Improve Search Results With Language Detection
By ensuring the crawler can identify page languages correct, you can enhance the search results and functionality.
Our software determines the primary page language by checking the following things:
- Checks if the webserver responds with content-language HTTP response header:
- PHP pages: Insert this code <?php header("Content-Language: en"); ?>.
- The page is checked for content-language META tag:
<meta http-equiv="content-language" content="en">
- The page is checked for lang inside the HTML tag:
<html lang="en">
- The page is searched for Open Graph Protocol attribute property og:locale inside META tags.

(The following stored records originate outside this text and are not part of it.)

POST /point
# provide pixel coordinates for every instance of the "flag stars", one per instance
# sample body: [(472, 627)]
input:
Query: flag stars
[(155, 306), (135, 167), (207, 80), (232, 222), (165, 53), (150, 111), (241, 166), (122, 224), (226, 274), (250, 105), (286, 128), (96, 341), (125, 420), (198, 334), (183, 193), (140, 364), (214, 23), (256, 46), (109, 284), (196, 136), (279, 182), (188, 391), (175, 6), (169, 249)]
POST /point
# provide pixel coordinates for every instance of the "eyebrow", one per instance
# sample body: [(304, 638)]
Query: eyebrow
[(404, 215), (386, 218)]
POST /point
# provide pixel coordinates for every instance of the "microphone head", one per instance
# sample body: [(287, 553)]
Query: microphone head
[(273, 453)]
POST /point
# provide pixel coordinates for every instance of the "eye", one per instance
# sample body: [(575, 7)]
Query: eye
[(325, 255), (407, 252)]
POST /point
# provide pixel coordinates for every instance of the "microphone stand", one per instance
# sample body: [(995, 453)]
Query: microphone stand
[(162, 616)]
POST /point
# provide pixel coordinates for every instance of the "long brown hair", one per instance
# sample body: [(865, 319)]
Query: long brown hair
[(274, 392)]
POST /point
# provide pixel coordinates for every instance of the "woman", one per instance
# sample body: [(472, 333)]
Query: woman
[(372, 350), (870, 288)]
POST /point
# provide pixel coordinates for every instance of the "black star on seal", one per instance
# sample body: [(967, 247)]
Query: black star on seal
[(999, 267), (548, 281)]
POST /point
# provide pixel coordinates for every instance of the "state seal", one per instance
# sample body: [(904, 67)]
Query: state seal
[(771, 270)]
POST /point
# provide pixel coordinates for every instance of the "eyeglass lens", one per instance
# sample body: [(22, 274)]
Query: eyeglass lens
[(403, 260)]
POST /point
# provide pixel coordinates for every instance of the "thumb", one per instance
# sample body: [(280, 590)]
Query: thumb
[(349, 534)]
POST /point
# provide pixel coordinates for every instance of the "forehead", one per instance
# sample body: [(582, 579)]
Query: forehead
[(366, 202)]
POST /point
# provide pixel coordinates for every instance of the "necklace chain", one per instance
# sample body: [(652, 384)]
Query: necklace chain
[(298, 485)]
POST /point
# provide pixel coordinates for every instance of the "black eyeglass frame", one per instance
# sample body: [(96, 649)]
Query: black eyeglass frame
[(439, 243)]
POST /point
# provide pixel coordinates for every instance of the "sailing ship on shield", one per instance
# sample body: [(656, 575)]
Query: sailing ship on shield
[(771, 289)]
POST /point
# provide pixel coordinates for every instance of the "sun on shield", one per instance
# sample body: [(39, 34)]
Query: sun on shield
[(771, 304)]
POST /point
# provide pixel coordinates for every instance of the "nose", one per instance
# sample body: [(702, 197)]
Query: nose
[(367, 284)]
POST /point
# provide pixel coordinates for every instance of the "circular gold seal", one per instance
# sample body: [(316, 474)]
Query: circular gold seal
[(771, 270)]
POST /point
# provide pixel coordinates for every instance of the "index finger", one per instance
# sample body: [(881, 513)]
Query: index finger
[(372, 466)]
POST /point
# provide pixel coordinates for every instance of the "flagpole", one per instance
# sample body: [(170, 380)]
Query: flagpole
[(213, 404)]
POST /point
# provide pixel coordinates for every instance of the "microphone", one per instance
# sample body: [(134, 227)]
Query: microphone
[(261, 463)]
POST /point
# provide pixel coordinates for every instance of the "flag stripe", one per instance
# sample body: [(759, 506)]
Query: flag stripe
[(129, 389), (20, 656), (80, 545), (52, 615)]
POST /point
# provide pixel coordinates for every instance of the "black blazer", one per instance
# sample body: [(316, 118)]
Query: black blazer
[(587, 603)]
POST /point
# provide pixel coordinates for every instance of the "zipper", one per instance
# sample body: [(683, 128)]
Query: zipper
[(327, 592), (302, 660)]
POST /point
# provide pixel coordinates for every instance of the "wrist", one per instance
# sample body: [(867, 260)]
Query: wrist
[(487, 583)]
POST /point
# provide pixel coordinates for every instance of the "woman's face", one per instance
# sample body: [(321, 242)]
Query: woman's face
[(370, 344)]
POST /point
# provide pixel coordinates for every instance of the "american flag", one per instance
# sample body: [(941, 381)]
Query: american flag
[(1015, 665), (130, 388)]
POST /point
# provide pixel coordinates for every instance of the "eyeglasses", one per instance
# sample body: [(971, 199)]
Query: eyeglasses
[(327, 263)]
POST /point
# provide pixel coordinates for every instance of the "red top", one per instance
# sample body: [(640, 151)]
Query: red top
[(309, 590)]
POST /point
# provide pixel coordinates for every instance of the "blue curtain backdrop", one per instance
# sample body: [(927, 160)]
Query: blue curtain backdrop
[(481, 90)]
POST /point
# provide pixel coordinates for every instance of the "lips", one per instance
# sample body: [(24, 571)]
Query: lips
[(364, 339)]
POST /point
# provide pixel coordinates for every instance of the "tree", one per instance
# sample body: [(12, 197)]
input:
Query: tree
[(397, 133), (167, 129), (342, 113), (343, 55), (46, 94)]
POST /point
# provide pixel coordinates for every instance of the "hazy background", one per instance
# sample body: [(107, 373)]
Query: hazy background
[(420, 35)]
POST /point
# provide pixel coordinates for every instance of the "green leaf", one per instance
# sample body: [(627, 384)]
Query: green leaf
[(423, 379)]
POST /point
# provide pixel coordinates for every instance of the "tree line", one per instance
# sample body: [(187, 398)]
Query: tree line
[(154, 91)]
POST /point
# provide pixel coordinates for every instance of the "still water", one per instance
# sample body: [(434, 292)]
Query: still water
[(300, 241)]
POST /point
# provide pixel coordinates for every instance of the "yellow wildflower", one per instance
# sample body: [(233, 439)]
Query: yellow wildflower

- The page is checked for xml:lang inside the HTML tag:
<html xmlns="http://www.w3.org/1999/xhtml" xml:lang="en">
- The page is checked for alternate / hreflang inside the link tag:
<link rel="alternate" href="http://example.com/name-of-page.html" hreflang="en">
- The page URL is checked for common language/culture and country codes.
Note: This requires enabling option Scan website | Data collection | Inspect URLs to detect language. For more info see:
- Planned: Compare content against word lists for each language. Select best match.
To minimize the search index size, it helps stripping off all common words, e.g. conjunctions. This requires the language has been properly recognized.
Options you can set that will help the crawler:
- Set Select stop words to match the main language of your website or select auto if it uses multiple languages.